NONCODING RNA REGULATION OF BREAST CANCER METASTASIS
Focusing on the molecular basis of breast cancer, this project is examining the mechanisms of non-coding RNA interactions that regulate cancer progression and metastasis. Bioinformatic analyses revealed potential crosstalk between the metastasis associated long noncoding RNA (lncRNA) HOTAIR and microRNA (miRNA) associated with cancer progression. Manipulation of the estrogen receptor positive (ER+) cell line, MCF-7, allowed for the investigation of HOTAIR’s effects on cancer proliferation, motility, morphology, and gene expression. Additionally, multiple splice variants of HOTAIR have been identified, each with binding sites to a different set of miRNA, indicating the isoforms may induce divergent regulatory pathways.
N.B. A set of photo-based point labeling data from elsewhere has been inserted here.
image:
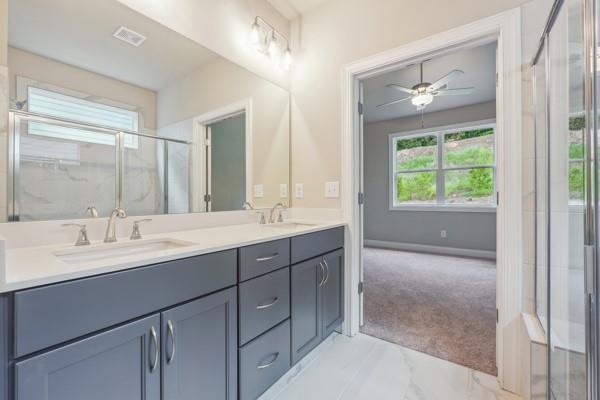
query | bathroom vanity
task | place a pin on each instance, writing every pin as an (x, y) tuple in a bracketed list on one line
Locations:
[(224, 325)]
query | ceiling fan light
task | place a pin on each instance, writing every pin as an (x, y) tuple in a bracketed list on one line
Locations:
[(422, 99)]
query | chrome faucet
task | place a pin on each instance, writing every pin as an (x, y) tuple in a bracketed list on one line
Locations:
[(82, 238), (111, 235), (92, 212), (272, 215)]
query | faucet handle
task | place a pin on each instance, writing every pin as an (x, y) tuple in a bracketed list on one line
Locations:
[(135, 233), (92, 211), (263, 219), (82, 238)]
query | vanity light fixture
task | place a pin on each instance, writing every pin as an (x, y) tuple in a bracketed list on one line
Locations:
[(255, 35), (270, 42)]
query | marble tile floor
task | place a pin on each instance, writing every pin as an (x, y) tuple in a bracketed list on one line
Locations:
[(364, 367)]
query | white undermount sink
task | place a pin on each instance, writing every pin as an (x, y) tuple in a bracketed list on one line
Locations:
[(290, 225), (115, 250)]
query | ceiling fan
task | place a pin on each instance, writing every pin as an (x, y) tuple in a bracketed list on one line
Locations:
[(422, 94)]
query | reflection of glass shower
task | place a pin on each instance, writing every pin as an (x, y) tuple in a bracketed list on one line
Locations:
[(59, 168), (566, 198)]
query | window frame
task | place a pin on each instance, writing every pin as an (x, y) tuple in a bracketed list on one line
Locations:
[(440, 169), (24, 84)]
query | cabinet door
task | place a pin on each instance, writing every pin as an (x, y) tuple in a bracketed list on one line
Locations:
[(333, 292), (306, 307), (199, 356), (120, 364)]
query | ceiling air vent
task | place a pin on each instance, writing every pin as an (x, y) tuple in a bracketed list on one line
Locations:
[(129, 36)]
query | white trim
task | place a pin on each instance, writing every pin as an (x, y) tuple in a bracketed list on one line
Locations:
[(423, 248), (484, 123), (505, 28), (200, 124), (444, 208)]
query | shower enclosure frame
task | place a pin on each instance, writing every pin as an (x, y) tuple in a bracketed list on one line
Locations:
[(15, 118), (590, 167)]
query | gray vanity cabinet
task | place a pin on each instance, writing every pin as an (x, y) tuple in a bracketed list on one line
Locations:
[(199, 342), (306, 293), (333, 291), (317, 301), (119, 364)]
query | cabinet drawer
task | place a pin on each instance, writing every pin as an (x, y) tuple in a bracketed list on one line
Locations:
[(262, 258), (264, 302), (50, 315), (314, 244), (263, 361)]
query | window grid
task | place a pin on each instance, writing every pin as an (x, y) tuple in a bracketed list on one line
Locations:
[(440, 169), (63, 105)]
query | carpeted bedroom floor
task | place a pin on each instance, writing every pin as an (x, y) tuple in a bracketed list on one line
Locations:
[(444, 306)]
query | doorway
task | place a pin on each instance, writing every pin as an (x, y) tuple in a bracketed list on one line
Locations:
[(225, 155), (222, 163), (429, 225), (505, 28)]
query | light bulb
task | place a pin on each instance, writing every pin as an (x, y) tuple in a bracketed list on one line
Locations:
[(422, 99), (255, 35), (273, 49), (287, 58)]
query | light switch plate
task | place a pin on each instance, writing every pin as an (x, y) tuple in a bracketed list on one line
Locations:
[(299, 190), (283, 190), (332, 190), (259, 191)]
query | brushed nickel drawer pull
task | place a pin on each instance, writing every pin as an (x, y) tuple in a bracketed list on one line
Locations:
[(171, 333), (267, 365), (262, 306), (327, 267), (154, 364), (322, 273), (267, 258)]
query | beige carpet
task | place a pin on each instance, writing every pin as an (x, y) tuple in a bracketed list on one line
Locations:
[(440, 305)]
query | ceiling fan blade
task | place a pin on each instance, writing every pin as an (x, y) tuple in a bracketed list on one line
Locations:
[(454, 92), (401, 88), (394, 102), (440, 83)]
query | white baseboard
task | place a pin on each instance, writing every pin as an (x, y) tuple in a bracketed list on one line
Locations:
[(422, 248)]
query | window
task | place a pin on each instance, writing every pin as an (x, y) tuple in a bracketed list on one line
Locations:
[(452, 167), (55, 104), (576, 157)]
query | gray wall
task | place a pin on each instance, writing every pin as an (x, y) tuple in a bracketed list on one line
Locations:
[(465, 230)]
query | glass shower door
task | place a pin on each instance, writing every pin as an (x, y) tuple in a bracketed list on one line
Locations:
[(567, 204)]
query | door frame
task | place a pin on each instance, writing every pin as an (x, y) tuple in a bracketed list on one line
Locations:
[(505, 28), (201, 125)]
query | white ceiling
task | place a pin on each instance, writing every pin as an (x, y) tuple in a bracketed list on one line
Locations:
[(478, 64), (79, 32), (293, 8)]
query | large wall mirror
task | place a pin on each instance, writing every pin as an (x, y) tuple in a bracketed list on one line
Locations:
[(111, 109)]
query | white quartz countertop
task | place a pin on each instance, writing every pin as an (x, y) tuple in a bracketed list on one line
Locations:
[(28, 267)]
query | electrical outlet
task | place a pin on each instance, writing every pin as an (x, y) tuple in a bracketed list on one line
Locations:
[(299, 190), (259, 191), (332, 190)]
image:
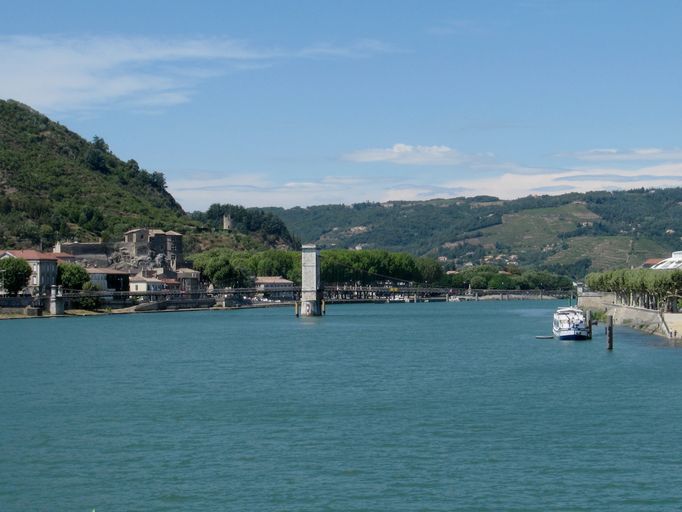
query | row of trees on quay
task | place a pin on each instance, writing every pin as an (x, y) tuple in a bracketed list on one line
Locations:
[(645, 288), (16, 272), (228, 268)]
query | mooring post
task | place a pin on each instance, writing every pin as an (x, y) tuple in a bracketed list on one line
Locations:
[(311, 286), (609, 332)]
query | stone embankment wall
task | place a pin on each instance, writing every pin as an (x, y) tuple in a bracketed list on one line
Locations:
[(638, 318)]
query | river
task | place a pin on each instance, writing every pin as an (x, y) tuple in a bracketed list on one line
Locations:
[(388, 407)]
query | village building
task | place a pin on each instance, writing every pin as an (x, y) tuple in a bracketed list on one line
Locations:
[(109, 279), (140, 283), (190, 279), (672, 263), (650, 262), (153, 243), (43, 269)]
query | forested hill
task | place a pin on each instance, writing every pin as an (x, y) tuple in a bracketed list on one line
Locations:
[(55, 185), (573, 232)]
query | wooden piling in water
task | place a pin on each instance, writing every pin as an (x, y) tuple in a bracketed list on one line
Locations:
[(609, 332)]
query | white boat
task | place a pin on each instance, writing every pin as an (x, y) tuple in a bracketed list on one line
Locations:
[(570, 324)]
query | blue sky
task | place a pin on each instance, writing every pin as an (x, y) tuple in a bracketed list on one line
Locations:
[(273, 103)]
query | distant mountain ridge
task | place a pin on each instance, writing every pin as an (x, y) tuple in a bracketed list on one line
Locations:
[(573, 233), (55, 185)]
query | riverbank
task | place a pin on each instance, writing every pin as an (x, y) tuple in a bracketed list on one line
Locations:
[(178, 307), (646, 320)]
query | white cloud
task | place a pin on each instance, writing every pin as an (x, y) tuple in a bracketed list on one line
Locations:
[(56, 73), (198, 192), (511, 185), (622, 155), (406, 154)]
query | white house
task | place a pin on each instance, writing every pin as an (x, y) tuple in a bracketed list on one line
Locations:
[(672, 263), (43, 268)]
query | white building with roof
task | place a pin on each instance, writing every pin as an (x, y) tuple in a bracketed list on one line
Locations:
[(672, 263)]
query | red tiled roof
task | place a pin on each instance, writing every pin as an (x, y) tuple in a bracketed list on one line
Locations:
[(105, 270)]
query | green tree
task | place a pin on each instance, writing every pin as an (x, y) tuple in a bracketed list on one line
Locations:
[(14, 274), (72, 276)]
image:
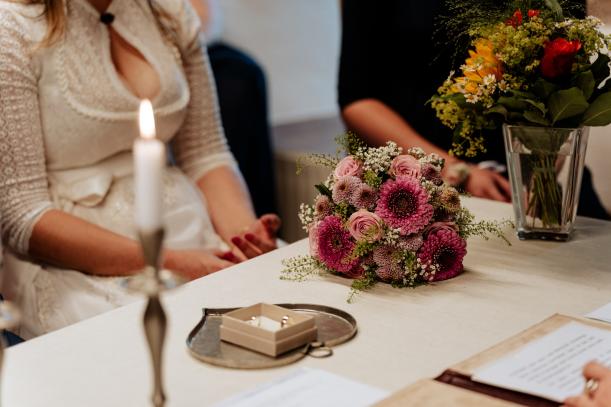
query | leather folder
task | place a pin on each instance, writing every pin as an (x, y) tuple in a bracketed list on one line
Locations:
[(454, 386)]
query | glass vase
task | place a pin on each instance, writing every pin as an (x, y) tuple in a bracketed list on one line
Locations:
[(545, 170)]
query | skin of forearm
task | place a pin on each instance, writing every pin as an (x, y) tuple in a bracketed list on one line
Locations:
[(377, 123), (228, 201), (67, 241)]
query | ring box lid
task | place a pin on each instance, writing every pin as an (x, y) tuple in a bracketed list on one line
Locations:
[(239, 320)]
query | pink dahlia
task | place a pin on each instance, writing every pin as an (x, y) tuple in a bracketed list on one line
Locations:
[(446, 250), (335, 245), (390, 274), (404, 204), (364, 197), (411, 243), (344, 187)]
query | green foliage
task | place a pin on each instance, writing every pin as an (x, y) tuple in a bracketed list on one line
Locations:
[(301, 268), (367, 282), (318, 160), (324, 190), (599, 112), (503, 82), (372, 179), (350, 143), (343, 210), (566, 103), (484, 229), (586, 82)]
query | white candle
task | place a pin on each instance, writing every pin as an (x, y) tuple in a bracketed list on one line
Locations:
[(149, 162)]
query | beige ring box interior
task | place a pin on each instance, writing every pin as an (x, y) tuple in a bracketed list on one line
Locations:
[(238, 329)]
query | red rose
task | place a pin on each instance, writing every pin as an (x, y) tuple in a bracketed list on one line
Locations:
[(558, 58), (533, 13), (515, 20)]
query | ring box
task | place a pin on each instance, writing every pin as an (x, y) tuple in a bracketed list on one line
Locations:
[(270, 338)]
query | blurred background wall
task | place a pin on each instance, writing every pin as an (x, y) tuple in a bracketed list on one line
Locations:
[(297, 42)]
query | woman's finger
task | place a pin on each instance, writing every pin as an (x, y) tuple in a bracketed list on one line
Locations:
[(579, 401), (594, 370), (259, 243), (228, 256), (249, 250), (272, 224)]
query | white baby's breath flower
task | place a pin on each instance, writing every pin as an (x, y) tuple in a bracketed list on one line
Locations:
[(307, 215)]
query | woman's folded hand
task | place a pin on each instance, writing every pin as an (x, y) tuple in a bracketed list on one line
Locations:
[(192, 264), (258, 238)]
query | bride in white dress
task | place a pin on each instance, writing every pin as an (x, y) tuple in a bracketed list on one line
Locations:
[(70, 86)]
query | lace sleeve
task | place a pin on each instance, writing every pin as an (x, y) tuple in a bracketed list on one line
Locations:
[(200, 144), (24, 192)]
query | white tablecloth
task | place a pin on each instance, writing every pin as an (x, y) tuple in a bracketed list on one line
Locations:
[(403, 335)]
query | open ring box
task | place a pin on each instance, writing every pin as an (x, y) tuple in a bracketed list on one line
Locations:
[(261, 328)]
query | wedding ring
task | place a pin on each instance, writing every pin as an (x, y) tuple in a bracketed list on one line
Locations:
[(591, 387)]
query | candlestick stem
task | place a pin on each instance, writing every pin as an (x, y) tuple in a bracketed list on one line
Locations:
[(155, 329), (155, 321)]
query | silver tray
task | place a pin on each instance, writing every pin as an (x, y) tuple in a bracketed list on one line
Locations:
[(334, 327)]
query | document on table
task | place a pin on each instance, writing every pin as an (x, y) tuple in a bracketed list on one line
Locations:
[(551, 366), (308, 387), (602, 314)]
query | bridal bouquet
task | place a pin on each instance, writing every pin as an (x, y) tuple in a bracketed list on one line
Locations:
[(530, 64), (385, 216)]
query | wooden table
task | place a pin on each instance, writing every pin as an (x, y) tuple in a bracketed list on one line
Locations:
[(404, 335)]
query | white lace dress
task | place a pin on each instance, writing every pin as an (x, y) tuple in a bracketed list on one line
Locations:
[(67, 126)]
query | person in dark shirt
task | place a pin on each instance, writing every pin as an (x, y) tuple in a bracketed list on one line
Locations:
[(393, 59)]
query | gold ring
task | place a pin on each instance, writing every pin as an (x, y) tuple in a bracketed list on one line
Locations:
[(591, 387)]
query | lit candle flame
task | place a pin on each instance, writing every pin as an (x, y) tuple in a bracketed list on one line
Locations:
[(147, 120)]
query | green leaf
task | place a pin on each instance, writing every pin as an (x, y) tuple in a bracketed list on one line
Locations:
[(513, 103), (536, 117), (324, 190), (498, 109), (515, 117), (538, 105), (567, 103), (555, 7), (543, 89), (599, 112), (600, 68), (523, 95), (586, 82)]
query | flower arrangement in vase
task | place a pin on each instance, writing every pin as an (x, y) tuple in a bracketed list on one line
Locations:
[(386, 216), (541, 74)]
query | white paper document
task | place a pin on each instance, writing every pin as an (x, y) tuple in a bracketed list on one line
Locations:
[(602, 314), (550, 367), (308, 387)]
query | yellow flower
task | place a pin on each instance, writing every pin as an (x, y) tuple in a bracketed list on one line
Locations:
[(482, 63)]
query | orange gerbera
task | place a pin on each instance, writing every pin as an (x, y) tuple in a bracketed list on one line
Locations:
[(481, 64)]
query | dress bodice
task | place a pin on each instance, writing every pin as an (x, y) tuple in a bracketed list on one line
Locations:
[(64, 108)]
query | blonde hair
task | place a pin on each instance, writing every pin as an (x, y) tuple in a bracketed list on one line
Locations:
[(55, 16)]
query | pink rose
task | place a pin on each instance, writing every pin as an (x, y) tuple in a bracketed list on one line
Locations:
[(348, 166), (405, 166), (365, 226), (436, 226)]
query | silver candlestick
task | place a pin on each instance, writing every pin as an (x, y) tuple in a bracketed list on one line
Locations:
[(154, 316)]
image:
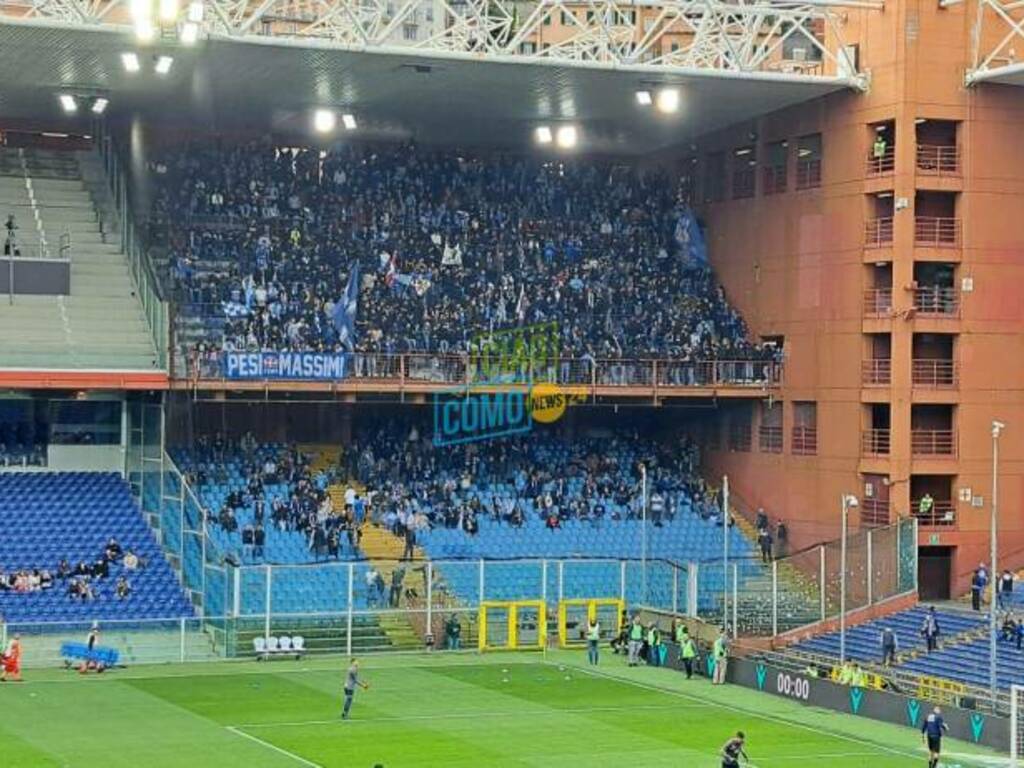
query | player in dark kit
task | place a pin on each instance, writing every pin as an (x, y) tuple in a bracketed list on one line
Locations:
[(733, 750), (932, 730)]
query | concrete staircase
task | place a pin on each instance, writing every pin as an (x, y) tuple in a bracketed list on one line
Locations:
[(57, 200)]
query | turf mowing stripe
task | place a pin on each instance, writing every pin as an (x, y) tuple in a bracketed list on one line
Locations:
[(473, 715), (268, 745), (732, 708)]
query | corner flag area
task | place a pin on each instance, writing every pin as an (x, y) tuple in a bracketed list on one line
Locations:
[(422, 710)]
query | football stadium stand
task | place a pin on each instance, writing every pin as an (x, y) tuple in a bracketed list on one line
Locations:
[(54, 518), (58, 203)]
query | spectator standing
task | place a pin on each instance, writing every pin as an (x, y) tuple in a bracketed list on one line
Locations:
[(978, 582), (890, 644), (721, 653), (930, 630), (1006, 589)]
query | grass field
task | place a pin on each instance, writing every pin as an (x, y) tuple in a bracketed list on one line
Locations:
[(460, 711)]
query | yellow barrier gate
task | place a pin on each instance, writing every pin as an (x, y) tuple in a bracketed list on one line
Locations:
[(518, 625)]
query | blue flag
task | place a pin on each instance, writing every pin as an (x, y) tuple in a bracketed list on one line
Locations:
[(345, 309)]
This project will continue to utilize traditional bench research with cutting-edge bioinformatics techniques to fully understand how non-coding RNA regulate cancer progression in the hopes of identifying new therapeutic targets.
ATTACKING CANCER AT THE NANO-SCALE WITH NOBLE-METAL NANOPARTICLES
Nanoparticles (NPs) possess distinctive physicochemical properties, promising a wide variety of applications, ranging from design of consumer products to effective disease diagnosis and treatment. Their small sizes allow them to enter living cells and organisms. The mechanisms of NP reactivity are still unknown, despite their interactions with live cells and embryos being extensively studied. The effects observed in previous studies using gold (Au) or silver (Ag) NPs offer the possibility of noble-metal NPs use as unconventional therapeutic approaches for targeting of cancer cells. Our focus is on the design of model NPs for in vivo and in vitro analysis of transport, biocompatibility and toxicity of noble-metal NPs. In the lab, we synthesized spherical Au NPs and Ag NPs with an average diameter of 4 nm and 12 nm respectively, which were stable (non-aggregated) in biological medias. We are currently optimizing green synthesis for a non-toxic but reliable production. Our localized surface plasmon resonance (LSPR) spectra and scattering intensity methods using dark-field optical microscopy and spectroscopy (DFOMS) allow us to characterize single NPs in living embryos and cells in real-time at nanometer resolution. Due to their immortal nature, cancer cells grow indefinitely and are excellent cellular models to study NP effects on cell growth and development. We are in the process of testing NPs in cancer cells to determine the uptake and transport, and comparing size and concentrations effects on cell proliferation and viability.